>> Mise à jour : la cour d'assises de Bursa a fixé au 19 novembre la prochaine audience du procès de Sevil Sevimli, sans toutefois l'autoriser à rentrer en France d'ici là. Au terme d'une première journée d'audience consacrée à la lecture de l'acte d'accusation et aux premières plaidoiries des avocats, les juges ont levé le contrôle judiciaire imposé à la jeune femme depuis sa remise en liberté le 6 août, lui permettant de fait de circuler librement en Turquie.
Elle a tout juste 20 ans et encourt 32 ans de prison. En partant, en janvier dernier, en échange Erasmus en Turquie, à l'université Anatolie d'Eskisehir à 300 kilomètres au sud-est d'Istanbul, Sevil Sevimli, étudiante en licence information-communication à l’université Lyon 2, n'imaginait pas être accusée quelques semaines plus tard de "liens avec une organisation terroriste".

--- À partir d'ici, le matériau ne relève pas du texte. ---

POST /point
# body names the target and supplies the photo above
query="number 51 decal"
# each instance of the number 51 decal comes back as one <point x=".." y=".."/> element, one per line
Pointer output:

Elle rêve de devenir journaliste
La jeune étudiante lyonnaise, qui rêve de devenir journaliste, est née en France de parents kurdes originaires de Turquie et installés à Belleville-sur-Saône près de Lyon.
Arrêtée en mai, à Eskisehir, dans le nord-ouest de la Turquie, elle sera jugée à partir de mercredi à Bursa pour ses liens supposés avec le Front révolutionnaire de libération du peuple (DHKP-C), une organisation d'extrême gauche proche de la cause kurde interdite en Turquie pour ses activités terroristes. "Avant d'entrer en prison, cette fille n'avait même pas entendu parler de l'organisation à laquelle on tente de la lier", s'indigne son avocat en exhortant la justice turque à ne pas "gâcher" la vie de sa cliente, venue dans le pays de ses parents dans le seul but de connaître sa culture d'origine".
Sur quelles bases la justice turque poursuit-elle la jeune femme ? Il est reproché à Sevil Sevimli d'avoir participé au défilé du 1er mai sur la place Taksim à Istanbul, pourtant tout à fait légal, d'avoir manifesté en faveur de la gratuité de l'éducation en Turquie et d'avoir assisté, avec des milliers d'autres, au concert du groupe de musique folklorique engagé à gauche et traqué par la justice.
"De gauche mais pas militante"
"C'est vraiment n'importe quoi", s'insurge la jeune Franco-Turque qui a été emprisonnée quelques mois avant d'être libérée en attendant le procès.
"C'est quelqu'un qui a des idées de gauche mais ce n'est pas une militante. Elle veut être journaliste et s'intéresse à tout", renchérit son amie Sinem Elmas, organisatrice d'une manifestation de soutien à Lyon en juin dernier.
Problème pour le Quai d'Orsay : la double nationalité n'est pas reconnue en Turquie. Pour les autorités locales, Sevil Sevimli n'est donc qu'une simple citoyenne turque. Or, au moins 700 étudiants turcs seraient, comme elle, aujourd'hui emprisonnés en Turquie pour leurs seuls liens avec l'extrême gauche.
Une étudiante "exemplaire"
La jeune femme peut compter sur une forte mobilisation : un comité de soutien avait lancé une pétition pour demander sa libération. Elle a recueilli près de 130.000 signatures. "Quel crime a commis Sevil Sevimli, M. Erdogan ?" interpellait aussi fin juin un éditorial du Monde adressé au Premier ministre turc Recep Tayyip Erdogan.
Et puis il y a ses proches : sa mère, son petit frère et sa soeur se sont immédiatement rendus en Turquie lorsqu'elle a été arrêtée.
A la veille de son procès, Sevil Sevimli espère d'abord obtenir des juges la levée de son interdiction de sortie du territoire turc. "Je suis inscrite dans un programme de maîtrise et je veux rentrer en France", insiste-t-elle.
Dans un communiqué paru lundi soir, le président de Lyon 2 a justement tenu à "témoigner de l'exemplarité du parcours d'études poursuivi par Sevil Sevimli".